Abu Dhabi, UAE – Mariam Al Tunaiji has a son, Mayed aged 9, with autism. She has been advocating for her son since his diagnosis of ASD. Her goal was to have Mayed attended kindergarten in a mainstream school.
The National states that from an early age, Mayed’s uncle noticed ‘dysfunctional behaviour’ exhibited by his nephew, from the age of one and an half.
After numerous tests, including an MRI scan, that proved inconclusive, a medical professional recommended that they should take Mayed to Kuwait because of the increased cases of autism. It was here that a psychiatrist diagnosed him with moderate autism. However the medication medication prescribe caused drowsiness.

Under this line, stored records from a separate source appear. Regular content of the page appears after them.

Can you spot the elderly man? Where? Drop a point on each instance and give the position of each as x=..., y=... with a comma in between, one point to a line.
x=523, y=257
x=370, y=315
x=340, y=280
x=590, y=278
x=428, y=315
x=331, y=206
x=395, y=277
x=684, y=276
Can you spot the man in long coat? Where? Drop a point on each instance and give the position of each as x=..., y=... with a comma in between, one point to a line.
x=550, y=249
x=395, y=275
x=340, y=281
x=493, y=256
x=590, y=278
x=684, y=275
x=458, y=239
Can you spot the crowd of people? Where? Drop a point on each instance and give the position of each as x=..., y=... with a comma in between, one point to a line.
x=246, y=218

“It was disheartening to see my son suffer. I’d rather die than see him like this. Each psychiatrist recommended another. Where do I go with this innocent soul,”
It was at this time that a friend, whose son has autism, suggested that they visit the New England Centre for Children in Abu Dhabi.

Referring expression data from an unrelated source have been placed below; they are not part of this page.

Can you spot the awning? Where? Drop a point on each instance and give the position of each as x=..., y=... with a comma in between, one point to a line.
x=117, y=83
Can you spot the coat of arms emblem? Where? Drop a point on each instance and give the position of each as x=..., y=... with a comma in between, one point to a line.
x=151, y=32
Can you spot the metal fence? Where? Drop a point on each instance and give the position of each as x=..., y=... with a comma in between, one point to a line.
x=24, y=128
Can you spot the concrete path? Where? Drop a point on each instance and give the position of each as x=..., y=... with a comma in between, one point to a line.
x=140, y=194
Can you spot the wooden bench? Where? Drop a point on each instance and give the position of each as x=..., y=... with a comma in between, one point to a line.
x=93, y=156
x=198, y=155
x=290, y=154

Chief clinical officer at the centre, Dr Dan Gould, says that the true number of cases of autism in the UAE is not known.
“By the year 2020 there will be approximately 1,655 children in the capital alone of an appropriate age for a specialised autism programme.”
Sadly, the centre had no space for her son. However she approached Sheikh Mohammed bin Zayed Al Nahyanand asked him to help get her son admitted, which he did. Mayed joined the New England Centre at the age of 6 years and his life has been radically changed for the better.